By Linh Nguyễn
Special Features Correspondent
In a remote corner of Gia Lai province, where the mist clings to ancient lava plateaus like a child holding its mother’s hand, there lies a rock that defies both geology and silence. They call it Hòn Đá Mẹ Quăn — “The Curled Mother Stone,” but the elders know it simply as “The One That Speaks.”
Hòn Đảo Ma Quái có sức hút lớn với khách thích mạo hiểm, nhiếp ảnh gia, và người yêu huyền thoại. Lợi thế:
At first glance, it looks like an accident of nature: a massive, curling basalt formation resembling a woman hunched in eternal grief, her arms wrapped around a smaller boulder — the “child.” But touch its surface on a humid afternoon, and legend says you’ll feel a faint vibration, like a lullaby humming through volcanic rock. hon dao ma quai thuyet minh
Locals don’t call it “đá” (stone). They call it “bà” — an honorific reserved for grandmothers and spirits.

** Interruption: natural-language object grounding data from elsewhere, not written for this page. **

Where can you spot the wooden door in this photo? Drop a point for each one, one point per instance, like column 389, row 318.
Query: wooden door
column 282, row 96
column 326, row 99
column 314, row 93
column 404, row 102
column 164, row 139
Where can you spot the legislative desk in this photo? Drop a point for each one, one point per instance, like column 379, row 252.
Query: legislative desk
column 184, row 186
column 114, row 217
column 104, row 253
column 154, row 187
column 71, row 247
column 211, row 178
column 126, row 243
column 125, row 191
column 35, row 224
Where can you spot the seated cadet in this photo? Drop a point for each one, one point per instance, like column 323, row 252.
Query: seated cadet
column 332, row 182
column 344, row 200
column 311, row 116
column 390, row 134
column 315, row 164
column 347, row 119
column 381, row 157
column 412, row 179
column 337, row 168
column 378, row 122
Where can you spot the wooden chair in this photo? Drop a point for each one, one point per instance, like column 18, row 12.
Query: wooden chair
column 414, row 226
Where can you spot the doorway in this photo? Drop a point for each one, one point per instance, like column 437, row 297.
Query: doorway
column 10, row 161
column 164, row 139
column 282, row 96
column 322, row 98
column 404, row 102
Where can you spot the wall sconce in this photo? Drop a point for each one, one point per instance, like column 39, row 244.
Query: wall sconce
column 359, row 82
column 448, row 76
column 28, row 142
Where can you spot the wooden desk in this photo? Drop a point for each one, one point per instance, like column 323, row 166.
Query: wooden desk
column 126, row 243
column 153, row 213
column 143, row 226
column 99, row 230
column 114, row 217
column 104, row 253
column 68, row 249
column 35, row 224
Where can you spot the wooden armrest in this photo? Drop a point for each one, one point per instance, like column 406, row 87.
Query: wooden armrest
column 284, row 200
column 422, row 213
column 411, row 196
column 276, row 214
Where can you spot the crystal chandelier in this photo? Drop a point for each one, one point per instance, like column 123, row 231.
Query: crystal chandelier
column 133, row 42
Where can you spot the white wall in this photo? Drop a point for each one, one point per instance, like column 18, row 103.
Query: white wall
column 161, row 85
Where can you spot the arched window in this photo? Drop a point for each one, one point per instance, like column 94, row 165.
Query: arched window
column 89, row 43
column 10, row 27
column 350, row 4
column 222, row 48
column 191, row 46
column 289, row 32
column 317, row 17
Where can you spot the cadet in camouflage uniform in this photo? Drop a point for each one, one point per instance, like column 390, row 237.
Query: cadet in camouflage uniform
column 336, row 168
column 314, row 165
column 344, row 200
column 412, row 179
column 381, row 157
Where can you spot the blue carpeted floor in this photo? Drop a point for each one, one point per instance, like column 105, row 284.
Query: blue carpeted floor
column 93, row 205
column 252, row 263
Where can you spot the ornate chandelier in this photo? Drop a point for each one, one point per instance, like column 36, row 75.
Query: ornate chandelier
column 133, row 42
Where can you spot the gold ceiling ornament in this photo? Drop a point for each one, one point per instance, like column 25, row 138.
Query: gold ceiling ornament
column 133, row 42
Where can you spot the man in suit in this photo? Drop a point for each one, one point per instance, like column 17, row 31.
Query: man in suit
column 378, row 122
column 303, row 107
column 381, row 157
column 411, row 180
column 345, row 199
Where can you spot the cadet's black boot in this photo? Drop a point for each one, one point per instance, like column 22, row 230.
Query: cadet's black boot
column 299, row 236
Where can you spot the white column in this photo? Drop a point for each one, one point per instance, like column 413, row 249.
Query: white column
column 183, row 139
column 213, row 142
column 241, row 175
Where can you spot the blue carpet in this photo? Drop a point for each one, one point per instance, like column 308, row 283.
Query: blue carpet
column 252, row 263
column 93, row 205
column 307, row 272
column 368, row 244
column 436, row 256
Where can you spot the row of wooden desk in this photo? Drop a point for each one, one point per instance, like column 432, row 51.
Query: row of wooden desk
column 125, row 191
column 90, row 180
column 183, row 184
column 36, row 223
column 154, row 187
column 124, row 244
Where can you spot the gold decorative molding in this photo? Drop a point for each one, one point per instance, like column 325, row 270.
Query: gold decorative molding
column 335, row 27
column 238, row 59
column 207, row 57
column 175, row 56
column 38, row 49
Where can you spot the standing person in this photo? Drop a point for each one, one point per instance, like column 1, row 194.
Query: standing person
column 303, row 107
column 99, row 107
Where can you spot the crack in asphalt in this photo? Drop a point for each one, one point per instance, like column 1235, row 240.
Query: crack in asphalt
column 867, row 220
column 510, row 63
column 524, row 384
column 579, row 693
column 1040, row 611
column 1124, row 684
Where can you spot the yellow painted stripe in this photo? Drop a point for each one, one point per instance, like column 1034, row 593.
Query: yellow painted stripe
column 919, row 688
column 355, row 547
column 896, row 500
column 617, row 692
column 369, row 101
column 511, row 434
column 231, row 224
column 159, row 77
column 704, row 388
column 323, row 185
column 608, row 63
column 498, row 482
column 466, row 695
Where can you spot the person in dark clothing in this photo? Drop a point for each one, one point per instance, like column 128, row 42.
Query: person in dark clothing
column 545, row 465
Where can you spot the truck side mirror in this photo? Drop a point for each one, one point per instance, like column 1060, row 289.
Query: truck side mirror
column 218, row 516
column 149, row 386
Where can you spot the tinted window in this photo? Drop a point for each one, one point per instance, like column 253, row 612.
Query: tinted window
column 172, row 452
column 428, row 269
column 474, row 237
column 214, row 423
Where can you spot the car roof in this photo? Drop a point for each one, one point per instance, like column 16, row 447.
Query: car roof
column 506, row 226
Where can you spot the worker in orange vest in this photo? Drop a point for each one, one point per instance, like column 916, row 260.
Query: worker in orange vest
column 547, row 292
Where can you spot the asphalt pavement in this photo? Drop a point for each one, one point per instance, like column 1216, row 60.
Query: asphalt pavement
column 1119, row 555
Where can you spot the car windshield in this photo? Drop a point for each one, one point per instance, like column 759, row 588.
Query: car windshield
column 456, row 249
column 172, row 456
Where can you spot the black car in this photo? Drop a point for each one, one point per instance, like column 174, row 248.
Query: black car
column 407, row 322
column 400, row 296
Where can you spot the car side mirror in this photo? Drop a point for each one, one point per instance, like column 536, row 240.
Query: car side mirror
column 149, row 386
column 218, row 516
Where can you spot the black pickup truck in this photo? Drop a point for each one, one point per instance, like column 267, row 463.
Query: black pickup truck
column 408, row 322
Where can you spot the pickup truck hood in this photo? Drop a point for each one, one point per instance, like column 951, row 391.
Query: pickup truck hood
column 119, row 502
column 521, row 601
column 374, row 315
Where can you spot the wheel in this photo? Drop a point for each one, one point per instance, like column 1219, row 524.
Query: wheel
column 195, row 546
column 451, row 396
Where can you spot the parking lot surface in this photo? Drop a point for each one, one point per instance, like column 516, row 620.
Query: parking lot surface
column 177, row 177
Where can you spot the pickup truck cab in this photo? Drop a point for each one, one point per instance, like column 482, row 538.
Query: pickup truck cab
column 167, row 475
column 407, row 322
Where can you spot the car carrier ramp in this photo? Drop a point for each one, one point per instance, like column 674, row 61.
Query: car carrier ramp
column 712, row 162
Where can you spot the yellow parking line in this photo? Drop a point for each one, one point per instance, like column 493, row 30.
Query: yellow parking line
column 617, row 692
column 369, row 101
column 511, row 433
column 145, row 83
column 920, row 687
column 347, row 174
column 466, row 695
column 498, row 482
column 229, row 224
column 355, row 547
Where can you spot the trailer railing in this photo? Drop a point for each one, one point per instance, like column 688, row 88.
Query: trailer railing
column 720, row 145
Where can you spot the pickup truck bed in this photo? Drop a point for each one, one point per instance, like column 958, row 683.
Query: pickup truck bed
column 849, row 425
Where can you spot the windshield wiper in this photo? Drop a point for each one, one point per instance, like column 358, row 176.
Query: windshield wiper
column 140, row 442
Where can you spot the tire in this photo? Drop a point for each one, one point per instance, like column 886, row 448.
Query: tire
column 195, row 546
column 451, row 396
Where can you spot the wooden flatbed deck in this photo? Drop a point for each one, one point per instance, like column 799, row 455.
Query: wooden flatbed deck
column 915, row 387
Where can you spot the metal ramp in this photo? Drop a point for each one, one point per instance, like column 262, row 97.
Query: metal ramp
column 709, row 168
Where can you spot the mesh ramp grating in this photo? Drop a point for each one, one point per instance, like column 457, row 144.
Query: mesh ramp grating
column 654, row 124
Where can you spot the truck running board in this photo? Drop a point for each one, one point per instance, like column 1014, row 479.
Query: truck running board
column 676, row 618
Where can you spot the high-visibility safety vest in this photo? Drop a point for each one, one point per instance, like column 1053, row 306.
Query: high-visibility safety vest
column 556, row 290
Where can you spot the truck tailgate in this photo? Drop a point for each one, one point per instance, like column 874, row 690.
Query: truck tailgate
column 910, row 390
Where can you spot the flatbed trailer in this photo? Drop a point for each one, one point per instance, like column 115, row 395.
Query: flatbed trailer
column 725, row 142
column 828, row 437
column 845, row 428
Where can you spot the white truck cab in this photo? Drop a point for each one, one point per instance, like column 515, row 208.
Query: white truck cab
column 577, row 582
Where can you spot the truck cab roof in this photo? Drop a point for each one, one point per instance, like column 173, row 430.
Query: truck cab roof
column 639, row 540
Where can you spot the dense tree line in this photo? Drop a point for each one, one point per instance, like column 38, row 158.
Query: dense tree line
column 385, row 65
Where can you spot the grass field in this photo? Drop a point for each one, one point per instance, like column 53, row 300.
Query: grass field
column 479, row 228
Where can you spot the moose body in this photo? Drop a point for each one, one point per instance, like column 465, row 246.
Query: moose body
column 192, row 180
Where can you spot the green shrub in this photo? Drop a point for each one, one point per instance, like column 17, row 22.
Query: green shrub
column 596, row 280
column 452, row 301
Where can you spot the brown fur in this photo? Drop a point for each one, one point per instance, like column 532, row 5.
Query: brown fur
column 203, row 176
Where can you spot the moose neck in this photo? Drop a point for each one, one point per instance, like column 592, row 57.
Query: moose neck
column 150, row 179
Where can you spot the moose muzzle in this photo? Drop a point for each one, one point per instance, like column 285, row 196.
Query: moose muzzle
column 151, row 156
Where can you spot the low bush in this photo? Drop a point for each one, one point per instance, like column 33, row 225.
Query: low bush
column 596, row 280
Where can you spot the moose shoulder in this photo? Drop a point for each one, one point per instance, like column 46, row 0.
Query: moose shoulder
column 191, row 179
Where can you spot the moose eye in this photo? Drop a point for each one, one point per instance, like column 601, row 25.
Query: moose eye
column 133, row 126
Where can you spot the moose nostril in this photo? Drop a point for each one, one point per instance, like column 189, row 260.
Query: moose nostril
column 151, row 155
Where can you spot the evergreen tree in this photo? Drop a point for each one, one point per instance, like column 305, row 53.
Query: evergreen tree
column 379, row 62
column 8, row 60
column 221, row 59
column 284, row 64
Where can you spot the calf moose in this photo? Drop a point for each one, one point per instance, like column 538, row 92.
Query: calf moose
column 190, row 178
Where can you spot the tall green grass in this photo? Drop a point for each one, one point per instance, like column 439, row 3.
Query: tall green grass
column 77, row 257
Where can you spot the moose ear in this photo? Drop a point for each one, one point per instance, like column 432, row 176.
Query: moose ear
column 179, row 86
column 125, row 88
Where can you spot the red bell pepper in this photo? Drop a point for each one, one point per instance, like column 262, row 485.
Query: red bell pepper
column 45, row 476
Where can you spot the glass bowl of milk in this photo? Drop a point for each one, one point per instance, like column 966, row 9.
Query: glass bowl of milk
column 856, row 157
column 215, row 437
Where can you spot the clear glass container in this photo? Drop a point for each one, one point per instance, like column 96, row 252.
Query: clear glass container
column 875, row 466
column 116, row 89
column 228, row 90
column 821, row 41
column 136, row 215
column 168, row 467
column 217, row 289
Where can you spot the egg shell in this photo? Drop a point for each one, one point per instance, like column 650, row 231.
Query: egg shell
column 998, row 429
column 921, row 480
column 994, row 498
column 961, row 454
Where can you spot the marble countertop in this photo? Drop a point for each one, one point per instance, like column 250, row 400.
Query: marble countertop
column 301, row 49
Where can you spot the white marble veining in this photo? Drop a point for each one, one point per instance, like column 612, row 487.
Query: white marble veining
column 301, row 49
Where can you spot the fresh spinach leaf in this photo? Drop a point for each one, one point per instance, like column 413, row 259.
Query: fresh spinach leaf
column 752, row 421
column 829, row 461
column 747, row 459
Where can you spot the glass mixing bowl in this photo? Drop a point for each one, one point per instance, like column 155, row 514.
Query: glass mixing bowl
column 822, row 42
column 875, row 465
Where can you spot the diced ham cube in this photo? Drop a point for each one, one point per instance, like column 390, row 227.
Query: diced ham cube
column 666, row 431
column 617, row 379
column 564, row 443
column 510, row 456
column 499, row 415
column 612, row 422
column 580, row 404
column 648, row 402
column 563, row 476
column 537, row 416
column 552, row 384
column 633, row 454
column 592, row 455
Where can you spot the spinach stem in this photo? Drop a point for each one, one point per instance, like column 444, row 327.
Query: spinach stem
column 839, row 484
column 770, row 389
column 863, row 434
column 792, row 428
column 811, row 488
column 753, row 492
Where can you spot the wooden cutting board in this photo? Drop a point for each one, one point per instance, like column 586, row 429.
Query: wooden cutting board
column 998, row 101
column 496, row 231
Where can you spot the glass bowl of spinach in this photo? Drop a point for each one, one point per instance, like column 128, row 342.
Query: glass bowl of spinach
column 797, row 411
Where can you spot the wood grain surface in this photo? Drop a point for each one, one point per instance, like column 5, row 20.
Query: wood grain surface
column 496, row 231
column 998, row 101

Hòn Đá Mẹ Quăn sits at the confluence of two seasonal streams near the village of Plei Tơngia. Its name breaks down into three evocative parts: Hòn đá (stone), Mẹ (mother), Quăn (curled, bent, or twisted). Geological surveys note the stone’s unusual spiral striations — rare for columnar basalt — but no report explains why the rock’s magnetic signature fluctuates unpredictably at dusk.
“The stone explains itself,” says Ajar H’Rinh, 68, a Rơ Ngao ethnic priestess. “You don’t need science when the rock speaks. It tells you when the rain will come. It tells you when a child is lost in the forest. And sometimes… it tells you stories of war.” The Whispering Stone of the Central Highlands: Unraveling
I visited the stone on a moonless night with permission from the village head. At 11:37 PM, I pressed my ear to the “child” stone.
For twenty minutes: nothing but stream noise and insects.
Then, faintly — or perhaps my mind creating meaning — a low hum. Not words. But a frequency I felt in my molars. My guide, a young Rơ Ngao man named Rok, whispered: “She’s explaining how to find water in the dry season. Listen for the second tone.” In a remote corner of Gia Lai province,
I heard no second tone. But my voice recorder, when played back later, captured a 7-second anomaly: a sound like a woman humming a lullaby backwards. Audio engineers called it “wind and microphonic cable noise.” I called it… possible. But not impossible.
Maybe some stones really do have stories to tell. And maybe, just maybe, a curled mother still speaks for those who were never given a voice.